A new campaign is urging Mark Zuckerberg, Facebook’s founder, to appoint at least one woman to its otherwise all male, all white board before it launches on the stock market in May.

Expected to become the fifth biggest company in the world, it is predicted to make $100 billion.

But, as the Face It campaign points out, the board members are all white men, including Paypal co-founder Peter Thiel, CEO of Netflix, Reed Hastings, and Zuckerberg himself.

Sheryl Sandberg, Facebook’s chief operating officer since 2008, has taken on an increasingly public role in recent months, it has been reported.

When she joined Facebook from Google, there was speculation about the fact that she was stepping into a company — and a Silicon Valley culture — dominated by men.

Colleagues at Google had tried to persuade her against leaving, pointing out that she would not sit on the board of directors.

Despite the fact that women make up 58 per cent of its users and are responsible for 62 per cent of all sharing on the site, Facebook has remained largely male-dominated and has been at the centre of controversy about its policies on issues affecting women.

It initially refused to remove pages that included “jokes” about rape before bowing to pressure as a result of the Women’s Views on News’ Rape: Never Funny campaign.  There were also protests after Facebook blocked pictures of breastfeeding women (see WVoN story).

The Face It campaign points out that there are practical reasons for having women on the board, referring to research that shows that companies with more women find that “attendance at meetings improves, audits occur more frequently, and equity—the shareholders’ investment in the company—grows”.

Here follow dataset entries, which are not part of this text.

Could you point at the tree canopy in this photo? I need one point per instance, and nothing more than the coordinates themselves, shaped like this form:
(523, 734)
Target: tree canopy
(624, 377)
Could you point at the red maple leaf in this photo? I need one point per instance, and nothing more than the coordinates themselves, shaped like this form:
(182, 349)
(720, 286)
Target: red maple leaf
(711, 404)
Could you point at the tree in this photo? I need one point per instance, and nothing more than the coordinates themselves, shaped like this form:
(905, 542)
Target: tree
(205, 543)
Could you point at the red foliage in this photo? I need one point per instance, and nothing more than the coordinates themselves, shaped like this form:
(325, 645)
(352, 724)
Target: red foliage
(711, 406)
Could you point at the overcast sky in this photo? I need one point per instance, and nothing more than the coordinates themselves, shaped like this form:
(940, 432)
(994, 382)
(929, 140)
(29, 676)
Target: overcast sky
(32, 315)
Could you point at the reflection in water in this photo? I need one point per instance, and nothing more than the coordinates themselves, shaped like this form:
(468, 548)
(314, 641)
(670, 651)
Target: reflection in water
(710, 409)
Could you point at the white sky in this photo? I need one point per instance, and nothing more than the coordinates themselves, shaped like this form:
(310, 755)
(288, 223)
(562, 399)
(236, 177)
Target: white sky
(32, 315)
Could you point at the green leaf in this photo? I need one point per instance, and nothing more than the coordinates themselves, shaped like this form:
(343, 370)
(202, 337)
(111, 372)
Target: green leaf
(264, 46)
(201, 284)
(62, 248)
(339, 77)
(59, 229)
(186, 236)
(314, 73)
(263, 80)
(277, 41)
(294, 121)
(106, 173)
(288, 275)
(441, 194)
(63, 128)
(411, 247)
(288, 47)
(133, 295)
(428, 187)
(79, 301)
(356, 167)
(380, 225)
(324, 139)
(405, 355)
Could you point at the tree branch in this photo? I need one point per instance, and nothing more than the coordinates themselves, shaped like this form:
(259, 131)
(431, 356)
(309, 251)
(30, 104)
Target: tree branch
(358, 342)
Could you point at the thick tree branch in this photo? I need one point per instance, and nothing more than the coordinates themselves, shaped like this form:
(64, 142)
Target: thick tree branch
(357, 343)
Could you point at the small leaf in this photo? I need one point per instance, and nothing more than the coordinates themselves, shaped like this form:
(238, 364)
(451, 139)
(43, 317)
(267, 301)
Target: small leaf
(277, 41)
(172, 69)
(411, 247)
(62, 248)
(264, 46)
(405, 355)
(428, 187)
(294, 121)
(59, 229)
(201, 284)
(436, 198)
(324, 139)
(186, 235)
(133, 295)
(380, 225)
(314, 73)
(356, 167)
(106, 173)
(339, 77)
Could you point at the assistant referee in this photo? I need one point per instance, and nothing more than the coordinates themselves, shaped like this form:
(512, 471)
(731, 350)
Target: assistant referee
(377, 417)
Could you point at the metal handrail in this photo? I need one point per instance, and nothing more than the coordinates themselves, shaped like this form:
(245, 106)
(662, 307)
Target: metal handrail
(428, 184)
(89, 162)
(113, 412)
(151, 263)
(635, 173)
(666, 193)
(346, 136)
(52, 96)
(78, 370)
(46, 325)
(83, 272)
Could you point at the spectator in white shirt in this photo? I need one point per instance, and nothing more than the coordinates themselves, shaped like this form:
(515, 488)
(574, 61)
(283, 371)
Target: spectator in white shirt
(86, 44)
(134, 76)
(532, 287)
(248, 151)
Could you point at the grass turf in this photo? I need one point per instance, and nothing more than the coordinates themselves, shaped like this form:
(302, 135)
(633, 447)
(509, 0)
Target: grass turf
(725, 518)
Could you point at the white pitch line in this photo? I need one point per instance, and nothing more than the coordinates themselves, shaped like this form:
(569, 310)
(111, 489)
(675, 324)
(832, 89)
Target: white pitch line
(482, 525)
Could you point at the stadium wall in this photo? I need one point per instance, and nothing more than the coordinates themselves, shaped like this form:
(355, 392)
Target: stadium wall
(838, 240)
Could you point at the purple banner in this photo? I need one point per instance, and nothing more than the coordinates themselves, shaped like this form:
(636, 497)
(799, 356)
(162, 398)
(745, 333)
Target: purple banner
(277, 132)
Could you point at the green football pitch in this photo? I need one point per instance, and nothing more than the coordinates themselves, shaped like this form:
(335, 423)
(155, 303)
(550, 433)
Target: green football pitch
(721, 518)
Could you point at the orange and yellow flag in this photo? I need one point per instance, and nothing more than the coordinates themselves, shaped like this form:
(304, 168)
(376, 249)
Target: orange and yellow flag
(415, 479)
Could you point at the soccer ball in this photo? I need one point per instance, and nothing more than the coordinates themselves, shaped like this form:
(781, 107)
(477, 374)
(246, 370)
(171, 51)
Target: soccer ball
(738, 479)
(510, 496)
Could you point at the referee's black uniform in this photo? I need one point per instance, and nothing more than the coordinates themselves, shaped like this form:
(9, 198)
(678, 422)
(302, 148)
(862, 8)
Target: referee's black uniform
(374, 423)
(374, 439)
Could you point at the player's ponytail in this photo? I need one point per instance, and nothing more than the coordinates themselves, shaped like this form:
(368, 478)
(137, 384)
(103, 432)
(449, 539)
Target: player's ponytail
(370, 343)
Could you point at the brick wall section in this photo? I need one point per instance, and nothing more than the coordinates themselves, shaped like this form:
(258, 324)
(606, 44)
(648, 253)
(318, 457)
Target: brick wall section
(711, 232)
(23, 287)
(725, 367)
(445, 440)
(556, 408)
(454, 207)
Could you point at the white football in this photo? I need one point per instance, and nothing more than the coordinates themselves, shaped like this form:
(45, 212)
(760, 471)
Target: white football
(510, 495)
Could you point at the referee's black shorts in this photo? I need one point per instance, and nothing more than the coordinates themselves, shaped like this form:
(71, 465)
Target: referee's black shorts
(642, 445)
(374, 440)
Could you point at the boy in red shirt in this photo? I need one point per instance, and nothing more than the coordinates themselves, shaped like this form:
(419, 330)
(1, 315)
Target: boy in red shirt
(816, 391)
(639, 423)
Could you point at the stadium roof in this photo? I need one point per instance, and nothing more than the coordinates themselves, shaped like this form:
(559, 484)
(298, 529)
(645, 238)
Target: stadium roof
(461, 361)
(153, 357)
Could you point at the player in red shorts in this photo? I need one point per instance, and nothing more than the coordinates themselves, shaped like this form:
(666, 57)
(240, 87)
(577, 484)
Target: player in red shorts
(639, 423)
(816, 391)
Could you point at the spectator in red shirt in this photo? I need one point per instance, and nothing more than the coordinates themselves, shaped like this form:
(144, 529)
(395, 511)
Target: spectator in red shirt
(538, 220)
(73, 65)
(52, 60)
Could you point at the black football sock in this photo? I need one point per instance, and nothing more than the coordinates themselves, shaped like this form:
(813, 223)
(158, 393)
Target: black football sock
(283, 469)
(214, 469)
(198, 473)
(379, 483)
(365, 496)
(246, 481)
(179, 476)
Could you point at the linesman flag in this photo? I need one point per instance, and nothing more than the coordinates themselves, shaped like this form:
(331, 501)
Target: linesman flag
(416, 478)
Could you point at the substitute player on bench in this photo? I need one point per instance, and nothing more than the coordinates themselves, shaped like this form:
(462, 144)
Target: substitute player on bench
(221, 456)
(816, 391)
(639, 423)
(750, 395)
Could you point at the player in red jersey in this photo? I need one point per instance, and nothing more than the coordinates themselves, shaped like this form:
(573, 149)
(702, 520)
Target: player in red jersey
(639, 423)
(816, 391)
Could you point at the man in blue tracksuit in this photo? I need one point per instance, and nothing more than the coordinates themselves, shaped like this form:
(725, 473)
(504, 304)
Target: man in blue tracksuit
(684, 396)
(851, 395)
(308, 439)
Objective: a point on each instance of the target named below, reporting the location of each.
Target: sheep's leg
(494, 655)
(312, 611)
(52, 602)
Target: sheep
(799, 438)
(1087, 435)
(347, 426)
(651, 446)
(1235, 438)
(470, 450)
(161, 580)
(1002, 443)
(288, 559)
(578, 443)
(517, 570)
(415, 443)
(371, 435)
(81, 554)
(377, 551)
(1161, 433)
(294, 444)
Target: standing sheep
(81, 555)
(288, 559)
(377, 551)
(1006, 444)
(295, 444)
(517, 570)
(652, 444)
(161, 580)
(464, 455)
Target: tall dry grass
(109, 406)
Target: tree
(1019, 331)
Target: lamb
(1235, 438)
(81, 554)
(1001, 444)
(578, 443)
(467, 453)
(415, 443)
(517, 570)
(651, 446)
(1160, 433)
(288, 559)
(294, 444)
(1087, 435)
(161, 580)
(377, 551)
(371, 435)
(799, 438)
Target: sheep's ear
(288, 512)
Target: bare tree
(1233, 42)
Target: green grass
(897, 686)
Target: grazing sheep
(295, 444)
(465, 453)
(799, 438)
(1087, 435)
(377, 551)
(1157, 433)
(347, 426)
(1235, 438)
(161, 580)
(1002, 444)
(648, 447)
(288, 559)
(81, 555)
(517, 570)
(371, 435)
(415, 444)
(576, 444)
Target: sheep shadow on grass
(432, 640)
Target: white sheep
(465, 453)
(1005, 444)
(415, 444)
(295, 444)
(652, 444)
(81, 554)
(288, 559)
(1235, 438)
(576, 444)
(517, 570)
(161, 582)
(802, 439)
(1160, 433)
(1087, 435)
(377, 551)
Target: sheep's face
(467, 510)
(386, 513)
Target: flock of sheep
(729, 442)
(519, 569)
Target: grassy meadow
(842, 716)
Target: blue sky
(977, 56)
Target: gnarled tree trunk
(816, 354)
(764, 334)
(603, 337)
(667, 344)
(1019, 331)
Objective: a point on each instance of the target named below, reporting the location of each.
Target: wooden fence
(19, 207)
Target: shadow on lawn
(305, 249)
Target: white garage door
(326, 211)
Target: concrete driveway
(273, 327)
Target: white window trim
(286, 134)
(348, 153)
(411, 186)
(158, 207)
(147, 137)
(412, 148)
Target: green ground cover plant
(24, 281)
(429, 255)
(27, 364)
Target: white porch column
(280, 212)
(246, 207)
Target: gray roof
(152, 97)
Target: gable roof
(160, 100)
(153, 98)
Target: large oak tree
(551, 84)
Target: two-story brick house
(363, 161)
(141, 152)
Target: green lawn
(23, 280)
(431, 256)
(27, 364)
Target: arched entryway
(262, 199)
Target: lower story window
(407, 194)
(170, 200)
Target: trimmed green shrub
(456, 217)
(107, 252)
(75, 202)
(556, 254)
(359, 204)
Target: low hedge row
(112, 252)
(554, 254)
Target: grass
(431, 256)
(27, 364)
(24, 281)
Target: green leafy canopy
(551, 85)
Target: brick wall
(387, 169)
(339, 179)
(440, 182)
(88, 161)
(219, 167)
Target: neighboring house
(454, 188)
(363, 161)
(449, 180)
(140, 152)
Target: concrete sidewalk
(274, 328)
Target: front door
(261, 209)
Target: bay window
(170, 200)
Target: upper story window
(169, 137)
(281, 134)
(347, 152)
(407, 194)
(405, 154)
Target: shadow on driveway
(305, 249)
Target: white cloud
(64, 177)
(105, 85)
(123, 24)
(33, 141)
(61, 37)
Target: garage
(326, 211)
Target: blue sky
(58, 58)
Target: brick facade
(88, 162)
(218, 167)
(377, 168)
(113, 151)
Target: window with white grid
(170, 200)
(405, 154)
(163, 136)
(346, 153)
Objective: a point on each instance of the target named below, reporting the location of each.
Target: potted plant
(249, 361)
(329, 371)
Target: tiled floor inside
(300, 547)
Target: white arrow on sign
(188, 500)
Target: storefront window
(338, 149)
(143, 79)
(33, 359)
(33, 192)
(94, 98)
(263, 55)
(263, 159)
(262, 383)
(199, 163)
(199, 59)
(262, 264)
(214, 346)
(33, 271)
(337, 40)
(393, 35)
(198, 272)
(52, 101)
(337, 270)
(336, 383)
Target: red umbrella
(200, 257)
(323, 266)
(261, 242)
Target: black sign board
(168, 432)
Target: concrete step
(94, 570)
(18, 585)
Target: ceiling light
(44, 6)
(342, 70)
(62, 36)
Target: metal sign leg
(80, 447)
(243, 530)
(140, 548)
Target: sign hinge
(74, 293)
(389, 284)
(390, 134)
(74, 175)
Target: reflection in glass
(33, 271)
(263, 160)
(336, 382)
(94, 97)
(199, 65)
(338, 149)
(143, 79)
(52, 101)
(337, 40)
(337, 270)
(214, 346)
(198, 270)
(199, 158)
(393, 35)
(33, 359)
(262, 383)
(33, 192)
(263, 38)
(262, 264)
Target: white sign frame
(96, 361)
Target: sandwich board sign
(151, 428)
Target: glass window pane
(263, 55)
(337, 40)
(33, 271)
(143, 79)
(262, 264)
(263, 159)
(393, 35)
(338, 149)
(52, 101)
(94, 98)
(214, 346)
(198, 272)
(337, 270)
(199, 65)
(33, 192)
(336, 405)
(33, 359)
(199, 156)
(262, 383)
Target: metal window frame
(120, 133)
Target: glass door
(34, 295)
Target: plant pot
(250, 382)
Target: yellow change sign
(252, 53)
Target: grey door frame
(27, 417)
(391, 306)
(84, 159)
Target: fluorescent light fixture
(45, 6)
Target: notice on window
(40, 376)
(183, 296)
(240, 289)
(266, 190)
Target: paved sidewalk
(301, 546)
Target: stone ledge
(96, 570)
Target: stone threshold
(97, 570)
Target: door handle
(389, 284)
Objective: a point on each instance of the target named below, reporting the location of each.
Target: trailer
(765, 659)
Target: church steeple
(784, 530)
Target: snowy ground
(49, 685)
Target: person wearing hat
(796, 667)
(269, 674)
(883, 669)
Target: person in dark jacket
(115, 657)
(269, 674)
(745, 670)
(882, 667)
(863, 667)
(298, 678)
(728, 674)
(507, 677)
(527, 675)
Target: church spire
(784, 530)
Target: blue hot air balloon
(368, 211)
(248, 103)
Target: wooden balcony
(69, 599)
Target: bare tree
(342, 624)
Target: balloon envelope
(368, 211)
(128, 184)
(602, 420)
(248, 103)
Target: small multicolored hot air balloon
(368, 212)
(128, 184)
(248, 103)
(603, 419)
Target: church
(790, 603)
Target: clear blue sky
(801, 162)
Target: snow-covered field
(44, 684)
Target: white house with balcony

It also points to a recent letter to investors in which Zuckerberg referred to Facebook’s “social mission” to “rewire the way people spread and consume” information:

“We think the world’s information infrastructure should resemble the social graph — a network built from the bottom up or peer-to-peer, rather than the monolithic, top-down structure that has existed to date.”

If that’s the case, the campaigners ask, “Shouldn’t Facebook’s top management structure be less monolithic, too?”.

Women’s rights campaign group, Ultraviolet, has sent a letter asking its 300,000 members to sign a petition urging Zuckerberg to appoint at least one woman to Facebook’s board before it goes public.

“The fact that a company as large as Facebook with a massive global reach does not have a single woman on their board is nothing short of shameful,” Ultraviolet co-founder Nita Chaudhary said in a statement.

“Facebook owes its success and makes a ton of money off of its women users. Women are responsible for nearly two-thirds of the sharing that happens on the site.

“In addition, women account for more than 70% daily fan activity on the site which is a huge source of revenue for the company. Facebook has a problem and they need to solve it before they go public.

“Mark Zuckerberg should live up to his company’s mission statement and appoint at least one woman to the board today.”